Serverless Generative AI on AWS- An Overview

Prasanth Mathesh
3 min readMar 31, 2024

Introduction

Generative AI can be adopted in a wide range of industries unlike Blockchain that was very specific to financial and supply chain domain. Last year, hyper scalers rolled out native services for Generative AI use cases, specifically from AWS was Amazon Bedrock. In this article, let us see an overview about the Gen AI specific AWS services and how one can build a serverless application for Generative AI using them.

AWS Services

Amazon Bedrock: It is a new service specifically designed for building and scaling generative AI applications.

With Amazon Bedrock, you can:

  • Access leading foundation models (such as Claude 3 Haiku) that serve as the basis for generative AI.
  • Customize the foundation models with your own data.
  • Benefit from enterprise-grade security, privacy and responsible AI features.
  • Claude 3 Haiku is one of the foundation models available on Amazon Bedrock. It is designed to generate poetic and concise text, making it ideal for creative applications.

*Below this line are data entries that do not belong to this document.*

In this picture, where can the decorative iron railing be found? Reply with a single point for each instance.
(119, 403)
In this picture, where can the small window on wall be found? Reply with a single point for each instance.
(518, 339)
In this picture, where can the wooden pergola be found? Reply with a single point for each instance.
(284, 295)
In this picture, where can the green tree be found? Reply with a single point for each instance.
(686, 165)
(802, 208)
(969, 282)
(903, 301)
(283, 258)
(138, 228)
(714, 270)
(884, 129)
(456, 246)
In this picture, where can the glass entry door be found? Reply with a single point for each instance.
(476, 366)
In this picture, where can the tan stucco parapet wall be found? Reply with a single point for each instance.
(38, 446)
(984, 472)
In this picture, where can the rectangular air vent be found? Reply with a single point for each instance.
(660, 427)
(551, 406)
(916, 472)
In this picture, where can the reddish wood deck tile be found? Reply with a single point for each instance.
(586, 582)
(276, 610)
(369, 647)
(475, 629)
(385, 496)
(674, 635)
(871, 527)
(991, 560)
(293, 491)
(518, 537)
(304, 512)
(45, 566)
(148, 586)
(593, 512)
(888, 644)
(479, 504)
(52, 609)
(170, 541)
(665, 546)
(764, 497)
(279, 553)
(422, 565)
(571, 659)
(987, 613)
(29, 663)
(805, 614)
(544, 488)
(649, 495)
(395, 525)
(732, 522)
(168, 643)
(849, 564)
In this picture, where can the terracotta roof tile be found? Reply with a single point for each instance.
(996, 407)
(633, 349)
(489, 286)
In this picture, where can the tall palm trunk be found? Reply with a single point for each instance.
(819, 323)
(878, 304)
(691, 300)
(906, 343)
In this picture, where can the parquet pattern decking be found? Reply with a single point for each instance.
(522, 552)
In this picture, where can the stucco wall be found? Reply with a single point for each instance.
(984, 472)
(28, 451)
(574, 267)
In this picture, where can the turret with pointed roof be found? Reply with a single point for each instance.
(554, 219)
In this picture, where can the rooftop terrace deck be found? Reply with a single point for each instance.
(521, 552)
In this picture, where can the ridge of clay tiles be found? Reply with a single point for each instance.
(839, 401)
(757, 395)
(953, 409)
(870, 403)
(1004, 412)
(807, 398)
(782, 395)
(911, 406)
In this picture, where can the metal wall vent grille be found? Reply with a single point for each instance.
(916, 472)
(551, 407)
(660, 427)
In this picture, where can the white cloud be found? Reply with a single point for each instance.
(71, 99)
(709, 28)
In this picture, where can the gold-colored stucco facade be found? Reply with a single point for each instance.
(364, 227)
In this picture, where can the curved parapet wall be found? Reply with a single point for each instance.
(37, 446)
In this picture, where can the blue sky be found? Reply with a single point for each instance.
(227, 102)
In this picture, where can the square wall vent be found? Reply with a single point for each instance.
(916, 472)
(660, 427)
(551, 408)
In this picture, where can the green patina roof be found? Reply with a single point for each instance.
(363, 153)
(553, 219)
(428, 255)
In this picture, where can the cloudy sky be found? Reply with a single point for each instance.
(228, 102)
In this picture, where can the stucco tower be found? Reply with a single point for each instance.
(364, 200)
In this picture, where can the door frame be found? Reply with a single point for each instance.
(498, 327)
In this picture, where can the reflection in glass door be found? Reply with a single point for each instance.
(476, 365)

Amazon EC2 P5 instances: These GPU-based instances provide high performance for training models.

AWS Trainium and AWS Inferentia: Purpose-built accelerators for efficient inference.

Amazon SageMaker JumpStart’s ML Hub to accelerate your model development.

The developer’s responsibility is to build and deploy the model. For other task like LLM Ops, the developer need not create any custom code, as AWS has ready to use services.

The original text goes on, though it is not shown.